Un héritage controversé au cœur du pouvoir
Alors que le Chili s'apprête à investir José Antonio Kast comme nouveau président, les questions sur son passé familial et ses liens avec les fantômes de la dictature pinochetiste refont surface. Admirateur affiché du régime militaire, Kast reste discret sur le parcours de son père, ancien soldat de la Wehrmacht, et sur le rôle joué par sa famille durant les exactions commises dans leur fief de Plaine lors du coup d'État de 1973.

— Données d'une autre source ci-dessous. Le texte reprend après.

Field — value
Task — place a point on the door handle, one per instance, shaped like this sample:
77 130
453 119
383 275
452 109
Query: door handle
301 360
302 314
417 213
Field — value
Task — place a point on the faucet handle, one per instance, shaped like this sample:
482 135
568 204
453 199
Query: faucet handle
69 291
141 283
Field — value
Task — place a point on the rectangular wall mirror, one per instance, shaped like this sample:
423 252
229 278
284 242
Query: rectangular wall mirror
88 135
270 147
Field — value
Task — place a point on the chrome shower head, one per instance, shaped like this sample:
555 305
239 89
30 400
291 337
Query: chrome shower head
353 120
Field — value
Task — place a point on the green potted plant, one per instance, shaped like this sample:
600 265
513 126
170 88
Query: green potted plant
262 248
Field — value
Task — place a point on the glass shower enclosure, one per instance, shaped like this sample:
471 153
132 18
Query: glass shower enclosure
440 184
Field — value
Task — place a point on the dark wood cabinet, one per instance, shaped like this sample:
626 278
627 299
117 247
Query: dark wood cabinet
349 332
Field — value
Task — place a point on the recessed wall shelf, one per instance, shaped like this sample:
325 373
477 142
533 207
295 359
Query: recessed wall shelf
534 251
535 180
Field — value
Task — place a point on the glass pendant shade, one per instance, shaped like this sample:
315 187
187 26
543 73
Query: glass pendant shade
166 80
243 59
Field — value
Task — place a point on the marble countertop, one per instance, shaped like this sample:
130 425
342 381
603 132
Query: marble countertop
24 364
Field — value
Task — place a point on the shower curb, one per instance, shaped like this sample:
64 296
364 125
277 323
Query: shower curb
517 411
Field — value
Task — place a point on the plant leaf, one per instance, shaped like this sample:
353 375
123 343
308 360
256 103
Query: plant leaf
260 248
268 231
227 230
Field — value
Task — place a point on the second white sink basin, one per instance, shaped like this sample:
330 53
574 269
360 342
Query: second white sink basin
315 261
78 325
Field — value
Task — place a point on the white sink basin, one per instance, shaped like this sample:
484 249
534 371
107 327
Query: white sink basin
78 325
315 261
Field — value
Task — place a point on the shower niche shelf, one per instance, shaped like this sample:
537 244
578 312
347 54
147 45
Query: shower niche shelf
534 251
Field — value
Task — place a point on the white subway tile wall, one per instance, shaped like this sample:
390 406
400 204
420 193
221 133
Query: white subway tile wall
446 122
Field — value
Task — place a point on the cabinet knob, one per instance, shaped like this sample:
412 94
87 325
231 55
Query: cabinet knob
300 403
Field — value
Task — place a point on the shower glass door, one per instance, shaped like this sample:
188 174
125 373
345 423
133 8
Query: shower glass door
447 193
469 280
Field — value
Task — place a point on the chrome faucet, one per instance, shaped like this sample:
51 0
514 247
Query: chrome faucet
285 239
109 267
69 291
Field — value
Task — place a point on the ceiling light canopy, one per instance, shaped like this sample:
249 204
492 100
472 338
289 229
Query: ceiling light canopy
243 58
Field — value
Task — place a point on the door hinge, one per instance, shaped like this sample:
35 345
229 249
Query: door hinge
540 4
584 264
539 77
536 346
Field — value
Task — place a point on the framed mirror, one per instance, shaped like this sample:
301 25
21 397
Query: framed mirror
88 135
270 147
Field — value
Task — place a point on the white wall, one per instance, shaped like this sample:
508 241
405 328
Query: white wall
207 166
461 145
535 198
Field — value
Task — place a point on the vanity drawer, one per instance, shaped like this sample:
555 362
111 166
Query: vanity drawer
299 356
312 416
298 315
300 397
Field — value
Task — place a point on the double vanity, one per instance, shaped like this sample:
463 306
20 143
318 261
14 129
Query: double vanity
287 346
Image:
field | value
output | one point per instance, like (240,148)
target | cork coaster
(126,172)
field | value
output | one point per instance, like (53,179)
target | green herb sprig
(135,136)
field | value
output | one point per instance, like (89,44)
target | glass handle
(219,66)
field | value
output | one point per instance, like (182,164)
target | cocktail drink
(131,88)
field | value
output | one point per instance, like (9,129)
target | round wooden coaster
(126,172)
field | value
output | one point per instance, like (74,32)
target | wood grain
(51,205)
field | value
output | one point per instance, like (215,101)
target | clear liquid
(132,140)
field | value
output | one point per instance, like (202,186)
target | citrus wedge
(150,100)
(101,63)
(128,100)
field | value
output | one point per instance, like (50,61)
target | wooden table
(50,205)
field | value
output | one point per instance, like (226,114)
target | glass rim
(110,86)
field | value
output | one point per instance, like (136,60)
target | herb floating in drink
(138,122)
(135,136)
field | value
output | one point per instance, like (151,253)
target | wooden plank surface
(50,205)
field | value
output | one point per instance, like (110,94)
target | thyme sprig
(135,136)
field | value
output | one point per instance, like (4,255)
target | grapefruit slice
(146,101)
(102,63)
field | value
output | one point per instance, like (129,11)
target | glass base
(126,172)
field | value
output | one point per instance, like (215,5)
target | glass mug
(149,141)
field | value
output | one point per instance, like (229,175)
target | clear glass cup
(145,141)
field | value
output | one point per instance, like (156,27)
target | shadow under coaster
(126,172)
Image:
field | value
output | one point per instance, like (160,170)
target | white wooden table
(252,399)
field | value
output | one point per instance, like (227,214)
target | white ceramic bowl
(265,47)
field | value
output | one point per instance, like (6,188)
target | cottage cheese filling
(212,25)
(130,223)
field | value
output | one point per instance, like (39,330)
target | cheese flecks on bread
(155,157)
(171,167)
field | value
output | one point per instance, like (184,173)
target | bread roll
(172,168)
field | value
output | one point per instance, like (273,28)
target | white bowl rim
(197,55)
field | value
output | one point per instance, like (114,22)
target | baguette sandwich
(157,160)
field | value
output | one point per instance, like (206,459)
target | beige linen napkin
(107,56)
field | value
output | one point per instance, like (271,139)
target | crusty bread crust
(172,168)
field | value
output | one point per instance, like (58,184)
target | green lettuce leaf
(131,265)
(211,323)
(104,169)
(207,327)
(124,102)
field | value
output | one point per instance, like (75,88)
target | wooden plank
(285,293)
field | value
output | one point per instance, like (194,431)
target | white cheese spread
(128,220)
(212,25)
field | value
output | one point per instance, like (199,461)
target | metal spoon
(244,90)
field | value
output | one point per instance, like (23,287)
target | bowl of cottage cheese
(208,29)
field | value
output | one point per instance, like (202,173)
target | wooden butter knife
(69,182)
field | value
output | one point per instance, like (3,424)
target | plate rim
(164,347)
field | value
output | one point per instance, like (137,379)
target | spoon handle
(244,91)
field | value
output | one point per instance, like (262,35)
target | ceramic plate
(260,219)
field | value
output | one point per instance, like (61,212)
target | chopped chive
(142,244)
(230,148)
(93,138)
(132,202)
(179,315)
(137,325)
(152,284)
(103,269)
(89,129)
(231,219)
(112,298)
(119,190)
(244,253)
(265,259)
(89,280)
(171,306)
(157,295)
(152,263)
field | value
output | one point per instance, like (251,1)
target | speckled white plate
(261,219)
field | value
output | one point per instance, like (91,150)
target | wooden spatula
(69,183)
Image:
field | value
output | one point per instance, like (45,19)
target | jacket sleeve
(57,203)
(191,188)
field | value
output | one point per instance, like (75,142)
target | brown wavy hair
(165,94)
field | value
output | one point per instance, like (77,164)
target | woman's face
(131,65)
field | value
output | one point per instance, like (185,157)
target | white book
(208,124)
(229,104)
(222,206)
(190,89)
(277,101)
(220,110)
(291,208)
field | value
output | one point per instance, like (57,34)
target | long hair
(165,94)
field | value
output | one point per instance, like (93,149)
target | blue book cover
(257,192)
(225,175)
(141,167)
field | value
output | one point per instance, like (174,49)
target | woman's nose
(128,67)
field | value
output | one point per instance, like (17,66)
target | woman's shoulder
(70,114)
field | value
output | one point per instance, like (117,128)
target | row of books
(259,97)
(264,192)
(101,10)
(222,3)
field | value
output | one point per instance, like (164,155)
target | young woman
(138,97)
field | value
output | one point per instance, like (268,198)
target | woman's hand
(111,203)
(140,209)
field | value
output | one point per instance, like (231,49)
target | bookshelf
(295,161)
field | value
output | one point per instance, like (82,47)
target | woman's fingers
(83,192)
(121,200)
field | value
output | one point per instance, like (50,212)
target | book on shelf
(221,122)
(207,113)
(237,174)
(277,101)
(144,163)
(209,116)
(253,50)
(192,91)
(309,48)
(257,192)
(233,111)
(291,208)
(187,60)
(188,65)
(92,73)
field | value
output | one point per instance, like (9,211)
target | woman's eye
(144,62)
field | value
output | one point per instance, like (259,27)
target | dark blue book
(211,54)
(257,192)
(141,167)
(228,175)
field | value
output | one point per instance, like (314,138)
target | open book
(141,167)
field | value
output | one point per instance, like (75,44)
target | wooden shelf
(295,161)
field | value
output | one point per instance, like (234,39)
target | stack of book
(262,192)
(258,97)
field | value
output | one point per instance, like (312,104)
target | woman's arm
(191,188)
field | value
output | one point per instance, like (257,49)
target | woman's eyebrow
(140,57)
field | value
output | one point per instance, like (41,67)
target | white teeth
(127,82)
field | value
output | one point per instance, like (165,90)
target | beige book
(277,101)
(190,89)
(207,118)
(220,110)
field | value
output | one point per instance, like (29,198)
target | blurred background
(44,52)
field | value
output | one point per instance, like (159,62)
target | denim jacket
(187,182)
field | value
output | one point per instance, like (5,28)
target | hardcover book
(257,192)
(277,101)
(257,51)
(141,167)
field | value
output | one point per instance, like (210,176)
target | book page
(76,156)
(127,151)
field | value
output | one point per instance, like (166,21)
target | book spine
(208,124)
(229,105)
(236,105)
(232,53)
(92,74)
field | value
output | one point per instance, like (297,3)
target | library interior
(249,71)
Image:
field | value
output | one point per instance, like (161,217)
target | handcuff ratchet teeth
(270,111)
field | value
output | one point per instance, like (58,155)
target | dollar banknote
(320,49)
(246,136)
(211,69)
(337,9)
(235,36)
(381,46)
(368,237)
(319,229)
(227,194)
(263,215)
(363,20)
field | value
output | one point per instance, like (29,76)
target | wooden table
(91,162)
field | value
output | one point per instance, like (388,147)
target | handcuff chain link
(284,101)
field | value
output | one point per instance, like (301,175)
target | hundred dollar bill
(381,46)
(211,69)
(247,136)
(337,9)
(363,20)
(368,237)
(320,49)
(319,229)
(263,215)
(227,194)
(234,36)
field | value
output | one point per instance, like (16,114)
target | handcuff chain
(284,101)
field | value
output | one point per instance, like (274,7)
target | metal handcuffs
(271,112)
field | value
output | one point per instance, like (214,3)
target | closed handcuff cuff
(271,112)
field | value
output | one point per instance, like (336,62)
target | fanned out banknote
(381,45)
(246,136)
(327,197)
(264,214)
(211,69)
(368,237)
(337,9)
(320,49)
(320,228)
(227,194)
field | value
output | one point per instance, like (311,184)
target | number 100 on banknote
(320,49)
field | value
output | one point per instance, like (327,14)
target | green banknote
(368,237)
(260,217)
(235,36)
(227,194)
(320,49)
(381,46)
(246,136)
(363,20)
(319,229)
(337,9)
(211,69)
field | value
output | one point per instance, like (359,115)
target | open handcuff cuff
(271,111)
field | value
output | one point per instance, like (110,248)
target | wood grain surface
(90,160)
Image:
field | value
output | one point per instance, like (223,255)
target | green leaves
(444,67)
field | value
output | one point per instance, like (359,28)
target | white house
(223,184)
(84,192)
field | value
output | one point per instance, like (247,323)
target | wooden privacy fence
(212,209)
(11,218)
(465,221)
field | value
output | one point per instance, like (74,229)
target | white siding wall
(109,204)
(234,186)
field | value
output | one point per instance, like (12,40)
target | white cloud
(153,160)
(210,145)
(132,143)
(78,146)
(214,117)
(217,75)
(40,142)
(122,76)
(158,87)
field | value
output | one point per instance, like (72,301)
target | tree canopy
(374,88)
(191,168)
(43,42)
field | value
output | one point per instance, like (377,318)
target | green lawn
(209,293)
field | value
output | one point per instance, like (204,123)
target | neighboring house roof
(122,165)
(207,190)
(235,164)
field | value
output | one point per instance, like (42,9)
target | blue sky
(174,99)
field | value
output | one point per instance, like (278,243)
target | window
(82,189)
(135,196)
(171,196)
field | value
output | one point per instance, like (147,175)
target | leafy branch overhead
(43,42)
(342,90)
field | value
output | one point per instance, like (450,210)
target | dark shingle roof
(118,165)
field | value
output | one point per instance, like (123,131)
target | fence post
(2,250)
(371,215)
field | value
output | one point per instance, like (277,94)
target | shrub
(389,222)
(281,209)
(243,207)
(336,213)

Un passé familial encombrant
Les archives historiques révèlent que Miguel Kast, père du futur président, a servi dans les rangs de l'armée allemande pendant la Seconde Guerre mondiale. Bien que les détails de son engagement restent flous, cette affiliation soulève des interrogations sur les valeurs transmises au sein de la famille Kast. « L'histoire ne doit pas être occultée, surtout quand elle influence les choix politiques d'un dirigeant », souligne un historien chilien.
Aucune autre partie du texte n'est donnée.